|
DEPARTMENT OF WATER SUPPLY
80 Boston Neck Road
North Kingstown, RI
401-294-3331 x231

The
Hurricane of 1938 and the Creation of the NK Water Dept.
(Reprinted
from “The View From Swamptown” in the North East Independent with permission of
the author)
If there's one thing that most folks take for granted these days, its
that when you turn on the faucet in your kitchen or bathroom good clear
drinkable water is going to come out.
But it wasn't always that way; back about 64 years ago, the good people of the
villages of Wickford and Hamilton were learning this lesson the hard way.
You see 64 years ago, those folks had just gotten over the horror
of the worst hurricane to ever hit these parts.
The waters of the Narragansett Bay had subsided and left an awful mess.
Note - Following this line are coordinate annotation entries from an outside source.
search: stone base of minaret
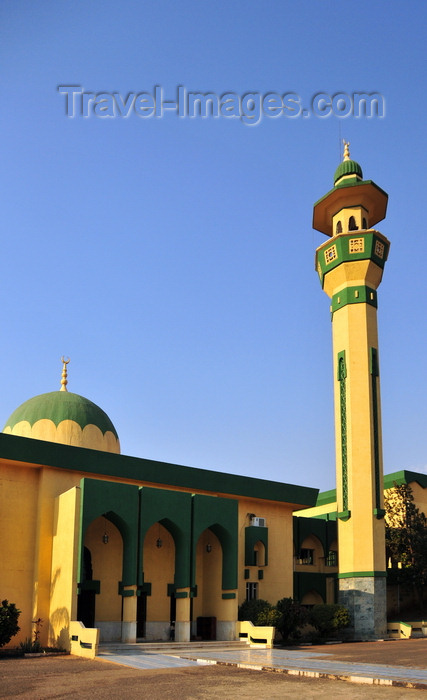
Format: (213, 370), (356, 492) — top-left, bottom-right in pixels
(338, 576), (387, 640)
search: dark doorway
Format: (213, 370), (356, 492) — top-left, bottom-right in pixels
(136, 593), (147, 639)
(77, 547), (96, 627)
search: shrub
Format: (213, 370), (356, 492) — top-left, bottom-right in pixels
(0, 600), (21, 647)
(238, 598), (273, 625)
(255, 605), (281, 627)
(276, 598), (308, 640)
(310, 604), (350, 637)
(19, 637), (43, 654)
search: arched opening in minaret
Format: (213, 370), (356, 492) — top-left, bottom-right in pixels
(348, 216), (358, 231)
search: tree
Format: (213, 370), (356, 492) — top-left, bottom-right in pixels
(384, 482), (427, 605)
(238, 598), (273, 625)
(310, 603), (350, 637)
(276, 598), (308, 640)
(0, 600), (21, 647)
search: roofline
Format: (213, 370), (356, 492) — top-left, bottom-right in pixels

Trees were uprooted, homes were destroyed or moved off their foundations,
boats were parked where no one ever imagined they could be, people were missing,
families were separated, cars were swept away never to be seen again, and
everything was covered in the most foul slimy mud that you could possibly
imagine. But that wasn't the worst of it, as these harried and
overwhelmed folks were just realizing.
Everywhere from Pleasant St to Poplar Point to Salisbury Ave. people were
realizing that the truly unthinkable had happened.
Everyone's well had turned brackish!
Nowhere across that wide swath of homes was there anyone with drinkable water.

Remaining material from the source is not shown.